What is debian-qa and is it eatable?

  QA stands for Quality Assurance and is intended to keep the quality
  of the distribution as high as it should be.  At the moment there is
  no real Quality Assurance for Debian.  This is mainly due to people
  who had initiated QA found themselves burried in other important
  (Debian-related) stuff.

Do we need Quality Assurance?

  With the growing number of developers working on Debian (>500
  registrated developers at the moment) QA is urgently needed.  It is
  very interesting (and usually not the case) that the quality of
  Debian is still that high.  With companies having more than 500
  concurrent developers ... I don't want to think about this...

  Although we have strict rules (Policy) that defines requirements for
  packages there is still missing a "department" which assures that
  every package is packaged well and integrates in the system nicely.

  To be honest, there are still *lots* of packages not using all the
  suggested tools and integration (menu files, dwww files, doc-base
  files, alternatives, proper suggests/recommends, proper priorities
  etc.)

Now that several new maintainers mentioned QA or QA-like work in their
new-maintainers application I'd like to invite people to work on QA
for Debian.  This doesn't need a fully fledged developer but also
people who can only spend a few hours on Debian.

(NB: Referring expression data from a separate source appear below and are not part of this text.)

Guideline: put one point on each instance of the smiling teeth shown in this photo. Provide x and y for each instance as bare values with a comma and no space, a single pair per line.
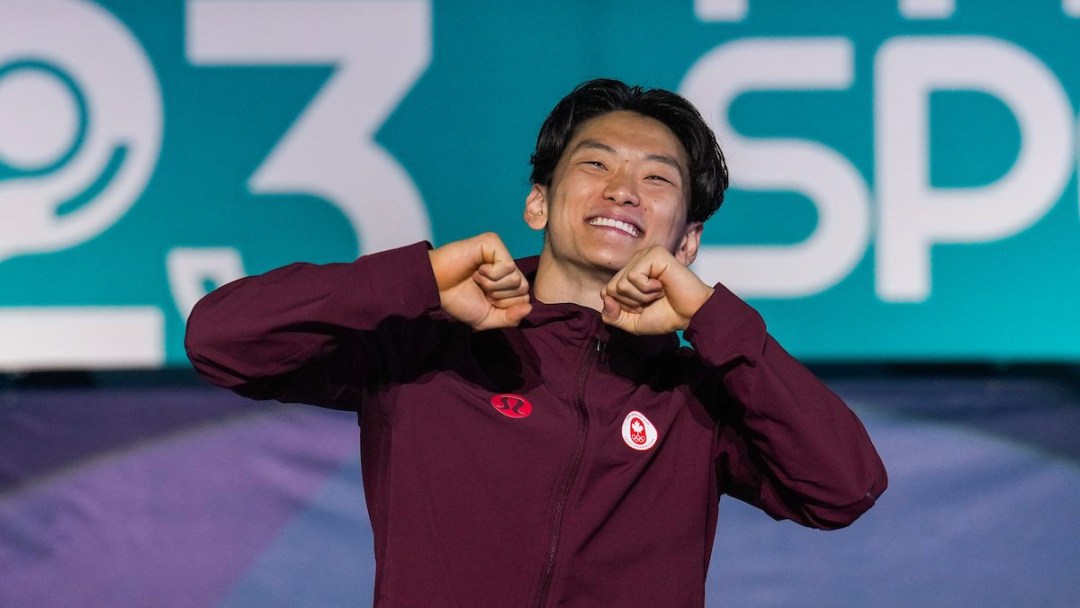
628,228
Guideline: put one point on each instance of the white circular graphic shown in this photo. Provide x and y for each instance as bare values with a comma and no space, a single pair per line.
638,432
39,119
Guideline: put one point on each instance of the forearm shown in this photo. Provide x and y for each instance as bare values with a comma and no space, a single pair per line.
266,327
818,463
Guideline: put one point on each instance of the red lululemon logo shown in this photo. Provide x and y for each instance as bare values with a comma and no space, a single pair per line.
638,432
512,406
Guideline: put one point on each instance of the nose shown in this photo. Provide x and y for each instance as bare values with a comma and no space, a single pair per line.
621,189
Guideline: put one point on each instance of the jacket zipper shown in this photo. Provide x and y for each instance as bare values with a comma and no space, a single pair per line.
549,570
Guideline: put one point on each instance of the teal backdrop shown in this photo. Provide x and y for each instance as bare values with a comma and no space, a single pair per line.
903,172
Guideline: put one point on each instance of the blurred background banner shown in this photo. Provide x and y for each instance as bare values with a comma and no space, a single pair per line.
903,172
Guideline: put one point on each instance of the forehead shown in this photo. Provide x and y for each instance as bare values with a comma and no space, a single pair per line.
631,133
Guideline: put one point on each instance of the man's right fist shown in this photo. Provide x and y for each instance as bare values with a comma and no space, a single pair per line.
478,282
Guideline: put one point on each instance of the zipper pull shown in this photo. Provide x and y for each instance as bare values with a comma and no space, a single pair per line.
601,351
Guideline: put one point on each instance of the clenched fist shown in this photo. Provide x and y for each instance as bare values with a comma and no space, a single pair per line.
480,284
653,294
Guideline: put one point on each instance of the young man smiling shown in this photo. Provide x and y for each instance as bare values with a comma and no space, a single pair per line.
531,431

I would appreciate if some people, both new and regular developers,
would decide to work on QA for Debian GNU.  Please look at the
following - incomplete - list of things which fall into the field of
duty for the QA team:

 . Check old bugs - and work on them

 . Check packages with lots of bugs - and work on them

 . Check if all packages providing user programs (X11 or not) come
   with menu files

   - Such packages have to call update-menus in their postinst and
     prerm scripts

 . Check if all packages that provide documentation register it for
   dwww, doc-base or whatever

 . Check if packages are policy conforming

 . Add documentation where it is needed - there are lots of places
   where documentation is missing.

 . Detect orphaned packages and take care of them

 . Check if packages still work - especially old ones

 . Check if priorities, recommends, suggests and depends are used
   properly

 . Check if packages are linked against proper libraries, maybe check
   if they would work with newer stable ones (especially for Gtk-based
   programs) as well

 . Watch out for new versions of software and notify maintainers if
   needed.

If you find packages which lack support for some of the features
mentioned above the proper action would be to file a wishlist bug
report.  The bug report has to point to accurate documentation or
better include a description of the missing feature and a description
how to solve this.  It would be best if the report would include a
proper patch/menu file/doc file etc.

Regards,

	Joey

-- 
The good thing about standards is that there are so many to choose from.
	-- Andrew S. Tanenbaum

Please always Cc to me when replying to me on the lists.